4. A dramaturgia de Julia Spadaccini conta-nos de uma família que ganha um novo vizinho, um crossdresser. Com a chegada de Sasha, mãe, pai e filhos defrontam-se com seus segredos, fantasmas e incoerências. Julia mostra o preconceito enrustido. A vizinhança que finge não se conhecer. O medo do outro.
4.5
[Recentemente, aqui no prédio, morreu uma senhora dentro do apartamento. Dona Jaqueline, do 301. Foi assim: a diarista chegou e Dona Jaqueline não atendeu a porta.
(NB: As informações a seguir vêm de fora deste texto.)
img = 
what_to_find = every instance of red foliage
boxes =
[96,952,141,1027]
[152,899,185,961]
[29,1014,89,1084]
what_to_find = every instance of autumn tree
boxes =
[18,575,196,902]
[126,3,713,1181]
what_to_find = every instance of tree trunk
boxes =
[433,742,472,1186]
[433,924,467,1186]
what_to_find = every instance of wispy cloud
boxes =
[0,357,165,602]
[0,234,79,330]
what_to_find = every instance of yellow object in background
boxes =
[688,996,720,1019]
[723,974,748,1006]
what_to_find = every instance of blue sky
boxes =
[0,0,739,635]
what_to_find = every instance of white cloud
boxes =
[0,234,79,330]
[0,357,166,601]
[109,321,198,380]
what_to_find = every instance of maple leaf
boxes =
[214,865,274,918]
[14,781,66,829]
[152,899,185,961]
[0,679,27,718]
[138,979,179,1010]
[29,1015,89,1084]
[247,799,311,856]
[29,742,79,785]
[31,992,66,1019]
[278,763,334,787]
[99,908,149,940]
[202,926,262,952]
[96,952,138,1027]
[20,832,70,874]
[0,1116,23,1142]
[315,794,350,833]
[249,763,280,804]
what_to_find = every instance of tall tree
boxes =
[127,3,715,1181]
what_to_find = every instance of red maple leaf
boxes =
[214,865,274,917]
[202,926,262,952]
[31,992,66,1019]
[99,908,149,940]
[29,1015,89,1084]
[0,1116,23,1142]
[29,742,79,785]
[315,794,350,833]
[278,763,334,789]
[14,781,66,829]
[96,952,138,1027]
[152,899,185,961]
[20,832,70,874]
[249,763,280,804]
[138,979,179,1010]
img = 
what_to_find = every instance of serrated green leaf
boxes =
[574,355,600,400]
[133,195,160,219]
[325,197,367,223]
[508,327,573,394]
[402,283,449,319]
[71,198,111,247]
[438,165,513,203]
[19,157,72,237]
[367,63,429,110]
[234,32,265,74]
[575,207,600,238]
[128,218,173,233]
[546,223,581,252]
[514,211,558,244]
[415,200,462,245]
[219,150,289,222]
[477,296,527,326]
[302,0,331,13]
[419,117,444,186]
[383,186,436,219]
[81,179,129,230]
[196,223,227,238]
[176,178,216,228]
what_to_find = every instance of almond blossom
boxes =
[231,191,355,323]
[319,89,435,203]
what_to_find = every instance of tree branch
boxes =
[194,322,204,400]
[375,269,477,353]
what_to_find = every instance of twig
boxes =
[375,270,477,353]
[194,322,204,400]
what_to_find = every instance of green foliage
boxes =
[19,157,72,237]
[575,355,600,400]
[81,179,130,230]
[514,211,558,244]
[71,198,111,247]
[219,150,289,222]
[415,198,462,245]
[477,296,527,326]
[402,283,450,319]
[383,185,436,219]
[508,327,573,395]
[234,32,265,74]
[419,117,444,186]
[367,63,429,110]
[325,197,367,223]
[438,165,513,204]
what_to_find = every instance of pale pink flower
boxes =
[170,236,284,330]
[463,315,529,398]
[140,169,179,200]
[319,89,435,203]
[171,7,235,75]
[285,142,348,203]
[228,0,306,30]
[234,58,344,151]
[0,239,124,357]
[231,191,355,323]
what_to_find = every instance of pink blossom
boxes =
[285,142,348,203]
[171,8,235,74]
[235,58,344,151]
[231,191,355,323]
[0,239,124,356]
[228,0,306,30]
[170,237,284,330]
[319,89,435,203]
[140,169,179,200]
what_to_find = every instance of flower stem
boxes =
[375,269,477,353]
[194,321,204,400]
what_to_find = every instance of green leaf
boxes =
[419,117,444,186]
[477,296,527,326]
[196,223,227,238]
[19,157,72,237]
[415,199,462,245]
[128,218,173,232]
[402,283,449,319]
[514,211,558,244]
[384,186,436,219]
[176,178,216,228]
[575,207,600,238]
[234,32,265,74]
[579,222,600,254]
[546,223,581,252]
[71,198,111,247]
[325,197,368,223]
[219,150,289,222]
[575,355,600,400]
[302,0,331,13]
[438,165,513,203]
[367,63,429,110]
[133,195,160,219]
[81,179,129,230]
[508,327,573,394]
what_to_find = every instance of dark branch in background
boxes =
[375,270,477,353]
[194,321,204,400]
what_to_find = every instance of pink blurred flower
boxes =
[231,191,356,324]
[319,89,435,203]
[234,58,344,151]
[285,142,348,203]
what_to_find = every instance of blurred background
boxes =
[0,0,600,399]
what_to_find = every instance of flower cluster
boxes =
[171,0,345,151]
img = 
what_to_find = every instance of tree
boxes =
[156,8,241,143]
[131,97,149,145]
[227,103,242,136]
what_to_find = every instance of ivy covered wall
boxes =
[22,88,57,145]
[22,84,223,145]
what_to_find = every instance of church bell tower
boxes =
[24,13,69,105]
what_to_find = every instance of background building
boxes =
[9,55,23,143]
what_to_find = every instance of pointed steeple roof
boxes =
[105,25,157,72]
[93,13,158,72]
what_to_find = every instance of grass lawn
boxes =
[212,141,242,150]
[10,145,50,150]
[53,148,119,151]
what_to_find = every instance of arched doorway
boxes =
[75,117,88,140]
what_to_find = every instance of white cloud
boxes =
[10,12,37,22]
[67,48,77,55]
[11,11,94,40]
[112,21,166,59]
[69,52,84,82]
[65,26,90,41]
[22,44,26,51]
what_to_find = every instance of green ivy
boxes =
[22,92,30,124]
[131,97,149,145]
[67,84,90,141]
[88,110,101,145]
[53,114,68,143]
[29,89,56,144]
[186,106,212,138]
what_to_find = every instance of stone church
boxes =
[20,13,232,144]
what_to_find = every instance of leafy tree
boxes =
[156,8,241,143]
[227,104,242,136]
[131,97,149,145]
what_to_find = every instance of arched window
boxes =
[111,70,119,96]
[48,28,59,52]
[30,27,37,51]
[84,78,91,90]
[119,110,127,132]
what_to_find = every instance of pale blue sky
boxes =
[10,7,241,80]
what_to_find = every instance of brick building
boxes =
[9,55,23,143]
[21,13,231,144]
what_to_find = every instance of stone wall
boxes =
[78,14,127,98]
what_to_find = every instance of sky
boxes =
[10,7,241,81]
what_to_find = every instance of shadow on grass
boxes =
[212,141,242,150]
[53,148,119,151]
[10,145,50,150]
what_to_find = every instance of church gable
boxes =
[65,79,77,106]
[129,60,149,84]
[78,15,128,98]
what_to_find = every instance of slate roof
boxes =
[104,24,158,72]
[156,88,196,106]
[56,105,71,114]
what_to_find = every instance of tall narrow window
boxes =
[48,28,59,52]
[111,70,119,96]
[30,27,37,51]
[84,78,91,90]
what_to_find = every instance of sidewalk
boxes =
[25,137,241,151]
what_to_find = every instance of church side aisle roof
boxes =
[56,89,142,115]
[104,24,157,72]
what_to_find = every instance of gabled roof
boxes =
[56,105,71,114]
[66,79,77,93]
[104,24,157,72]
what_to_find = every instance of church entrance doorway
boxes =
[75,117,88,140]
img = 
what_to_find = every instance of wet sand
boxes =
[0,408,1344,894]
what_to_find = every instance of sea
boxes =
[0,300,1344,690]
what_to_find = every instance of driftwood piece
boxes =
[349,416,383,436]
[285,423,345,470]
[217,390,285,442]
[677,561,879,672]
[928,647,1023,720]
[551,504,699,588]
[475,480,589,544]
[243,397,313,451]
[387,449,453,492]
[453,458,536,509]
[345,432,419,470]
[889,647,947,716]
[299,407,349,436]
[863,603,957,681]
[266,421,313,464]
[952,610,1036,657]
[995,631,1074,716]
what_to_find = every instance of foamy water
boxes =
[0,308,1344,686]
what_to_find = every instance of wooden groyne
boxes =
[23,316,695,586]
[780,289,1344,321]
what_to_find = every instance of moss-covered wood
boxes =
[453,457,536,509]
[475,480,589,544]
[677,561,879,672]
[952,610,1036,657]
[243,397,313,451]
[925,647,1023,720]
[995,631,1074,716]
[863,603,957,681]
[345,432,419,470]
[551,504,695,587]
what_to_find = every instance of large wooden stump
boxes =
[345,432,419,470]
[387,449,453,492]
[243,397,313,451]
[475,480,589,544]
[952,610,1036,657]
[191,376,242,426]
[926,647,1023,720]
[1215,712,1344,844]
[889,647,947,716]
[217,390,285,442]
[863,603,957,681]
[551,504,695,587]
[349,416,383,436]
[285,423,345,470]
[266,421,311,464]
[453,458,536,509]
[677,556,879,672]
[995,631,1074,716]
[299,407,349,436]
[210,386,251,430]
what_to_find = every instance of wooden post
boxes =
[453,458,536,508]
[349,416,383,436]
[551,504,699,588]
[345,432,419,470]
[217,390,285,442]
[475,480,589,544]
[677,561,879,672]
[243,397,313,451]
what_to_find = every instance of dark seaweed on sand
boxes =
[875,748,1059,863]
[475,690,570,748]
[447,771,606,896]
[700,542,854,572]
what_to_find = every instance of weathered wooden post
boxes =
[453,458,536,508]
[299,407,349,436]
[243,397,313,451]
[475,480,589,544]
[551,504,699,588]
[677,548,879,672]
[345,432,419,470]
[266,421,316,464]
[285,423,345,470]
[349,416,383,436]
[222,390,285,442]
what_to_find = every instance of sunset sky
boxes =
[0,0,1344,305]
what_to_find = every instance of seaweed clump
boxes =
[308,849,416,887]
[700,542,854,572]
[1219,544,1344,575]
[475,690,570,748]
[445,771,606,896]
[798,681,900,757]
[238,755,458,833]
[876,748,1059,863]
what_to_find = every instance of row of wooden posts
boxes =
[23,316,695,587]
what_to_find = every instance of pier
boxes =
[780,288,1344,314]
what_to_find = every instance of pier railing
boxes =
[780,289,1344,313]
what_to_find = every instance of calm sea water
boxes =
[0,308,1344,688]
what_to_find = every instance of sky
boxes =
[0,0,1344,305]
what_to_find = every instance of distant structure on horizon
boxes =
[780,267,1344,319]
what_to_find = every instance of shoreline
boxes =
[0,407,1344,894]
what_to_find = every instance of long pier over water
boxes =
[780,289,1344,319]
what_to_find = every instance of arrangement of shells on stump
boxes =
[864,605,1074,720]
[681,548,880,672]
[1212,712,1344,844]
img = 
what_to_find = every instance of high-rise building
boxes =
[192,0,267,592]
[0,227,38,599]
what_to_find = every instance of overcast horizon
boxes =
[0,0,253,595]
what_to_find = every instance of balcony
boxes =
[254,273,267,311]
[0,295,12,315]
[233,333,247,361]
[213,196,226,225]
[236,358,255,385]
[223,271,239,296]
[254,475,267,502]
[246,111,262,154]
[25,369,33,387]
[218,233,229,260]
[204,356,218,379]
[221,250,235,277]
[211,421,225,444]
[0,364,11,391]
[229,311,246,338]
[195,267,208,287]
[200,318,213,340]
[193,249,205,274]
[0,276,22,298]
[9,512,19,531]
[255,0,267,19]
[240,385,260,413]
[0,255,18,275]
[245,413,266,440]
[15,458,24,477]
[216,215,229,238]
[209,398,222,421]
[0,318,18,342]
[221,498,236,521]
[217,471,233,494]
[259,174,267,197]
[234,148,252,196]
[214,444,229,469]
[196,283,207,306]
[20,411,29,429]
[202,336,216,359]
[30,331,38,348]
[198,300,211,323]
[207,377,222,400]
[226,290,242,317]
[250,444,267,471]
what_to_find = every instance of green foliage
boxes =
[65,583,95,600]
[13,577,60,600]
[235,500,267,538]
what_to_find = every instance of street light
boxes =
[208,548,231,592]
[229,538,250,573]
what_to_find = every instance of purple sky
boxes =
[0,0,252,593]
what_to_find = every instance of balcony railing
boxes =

A síndica foi chamada, agitou o arrombamento do apartamento e finalmente deparou-se com o corpo morto. Veio bombeiro, IML e o escambau. No burburinho da portaria, de forma discreta, ficou bem claro que todo mundo sabia da vida da Dona Jaqueline – que no dia anterior, aliás, tinha ido à natação e comprado folhas verdes na feira. O prédio de zona sul é um cortiço moderno. A gente finge que não conhece o vizinho porque é mais fácil. Dona Jaqueline não era crossdresser. Não que eu saiba.]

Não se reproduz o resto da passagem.